Biomedical engineering
The invention of intraocular lenses to treat cataracts, for example, is the result of the intuition of the Englishman Harold Ridley, who had his first surgery in 1949 at St. Thomas in London, almost secretly. He used a plastic, Perspex, now known as Plexiglas: he had observed in an airman who during the war had been injured in the eyes by the splinters of the shattered cockpit, that that material had not inflamed the tissues, but, on the contrary, was well tolerated. Ridley decided to use it for implant lenses: a courageous choice, in contrast to the protocols of the time. In fact, he is the pioneer of biomedical engineering.
“Counting” stem cells to measure the body’s ability to regenerate
by Anna Lisa Bonfranceschi
To the serendipity that has accompanied the history of biomaterials, today, new and intriguing developments are added. Let’s think about tissue engineering. “It is the possibility, which in many cases is still a dream, to regenerate body tissues in the laboratory – says Bellucci. – In the future, perhaps, even entire organs. In this case, there are three ingredients: the patient’s cells, a support on which to sow them and a bioreactor in which to grow the tissue “. But we are still in the early stages.
Materials that release drugs
Then there are the materials for “drug delivery”, the controlled release of drugs. “One hypothesis is to use a polymer as a vector to direct a drug towards a specific target, such as a tumor mass, and release it slowly, limiting its effect. In this way we aim to optimize the effects of the substance, reducing the collateral ones” .
And the future a little further? We can imagine merging with technology and giving up a part of our humanity to become more and more like cyborgs. “Some of us – underlines Bellucci – will not be satisfied with restoring any lost functions of the body.

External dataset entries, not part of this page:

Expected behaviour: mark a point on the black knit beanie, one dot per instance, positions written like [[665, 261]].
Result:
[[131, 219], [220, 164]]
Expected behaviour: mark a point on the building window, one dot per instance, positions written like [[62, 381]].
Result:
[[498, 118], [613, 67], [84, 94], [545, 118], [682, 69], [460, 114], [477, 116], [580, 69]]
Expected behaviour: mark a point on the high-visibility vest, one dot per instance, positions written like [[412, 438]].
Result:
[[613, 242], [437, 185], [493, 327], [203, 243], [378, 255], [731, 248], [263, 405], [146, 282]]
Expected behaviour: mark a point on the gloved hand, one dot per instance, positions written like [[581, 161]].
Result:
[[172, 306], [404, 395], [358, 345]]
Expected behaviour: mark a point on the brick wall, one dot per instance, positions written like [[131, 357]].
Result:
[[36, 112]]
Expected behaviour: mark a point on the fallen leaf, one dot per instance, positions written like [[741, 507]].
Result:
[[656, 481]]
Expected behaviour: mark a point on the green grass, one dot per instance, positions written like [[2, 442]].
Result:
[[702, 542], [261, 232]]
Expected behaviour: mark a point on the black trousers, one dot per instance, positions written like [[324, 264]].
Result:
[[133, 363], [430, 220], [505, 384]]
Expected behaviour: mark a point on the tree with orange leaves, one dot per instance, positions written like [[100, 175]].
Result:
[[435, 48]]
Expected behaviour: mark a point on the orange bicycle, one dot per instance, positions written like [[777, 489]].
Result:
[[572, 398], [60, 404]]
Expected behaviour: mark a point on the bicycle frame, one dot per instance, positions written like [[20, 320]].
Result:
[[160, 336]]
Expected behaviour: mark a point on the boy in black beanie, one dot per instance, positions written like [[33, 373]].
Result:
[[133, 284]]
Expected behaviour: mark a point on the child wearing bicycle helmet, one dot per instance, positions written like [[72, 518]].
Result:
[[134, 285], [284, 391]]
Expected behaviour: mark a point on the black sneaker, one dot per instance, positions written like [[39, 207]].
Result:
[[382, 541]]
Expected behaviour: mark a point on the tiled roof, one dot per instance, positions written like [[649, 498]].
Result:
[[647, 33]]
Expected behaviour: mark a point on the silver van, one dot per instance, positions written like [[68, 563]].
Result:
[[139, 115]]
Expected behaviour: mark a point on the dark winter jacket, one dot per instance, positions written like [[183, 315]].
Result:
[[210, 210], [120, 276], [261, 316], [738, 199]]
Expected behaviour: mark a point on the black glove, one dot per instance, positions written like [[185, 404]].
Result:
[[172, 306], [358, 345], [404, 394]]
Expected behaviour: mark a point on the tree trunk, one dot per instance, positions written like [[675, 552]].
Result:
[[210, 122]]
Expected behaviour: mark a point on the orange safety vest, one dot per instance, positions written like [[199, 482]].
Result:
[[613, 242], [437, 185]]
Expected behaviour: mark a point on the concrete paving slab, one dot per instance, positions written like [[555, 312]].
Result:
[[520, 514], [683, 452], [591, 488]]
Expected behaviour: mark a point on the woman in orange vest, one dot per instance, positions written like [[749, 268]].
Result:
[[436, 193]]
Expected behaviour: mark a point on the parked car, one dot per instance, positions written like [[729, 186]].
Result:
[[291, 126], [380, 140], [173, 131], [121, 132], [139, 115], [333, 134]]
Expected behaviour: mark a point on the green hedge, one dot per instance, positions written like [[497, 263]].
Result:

There are those who will aim to be better, more performing”.
Will we become cyborg?
In other words, to run faster, to be stronger, to become more receptive than Mother Nature has given us. “None of us see infrared, for example. With biomaterials and electronics it will probably be possible to give some of us this possibility. We will look younger, both in appearance and in the efforts we can endure. All this, in fact, it will come from implantable electronics. There are already various examples and we must not think that it is necessarily bad. It all depends on the wisdom with which we will be able to exploit inanimate matter to integrate it with our bodies. Personally, I am curious and look forward to the future with optimism “, concludes the researcher.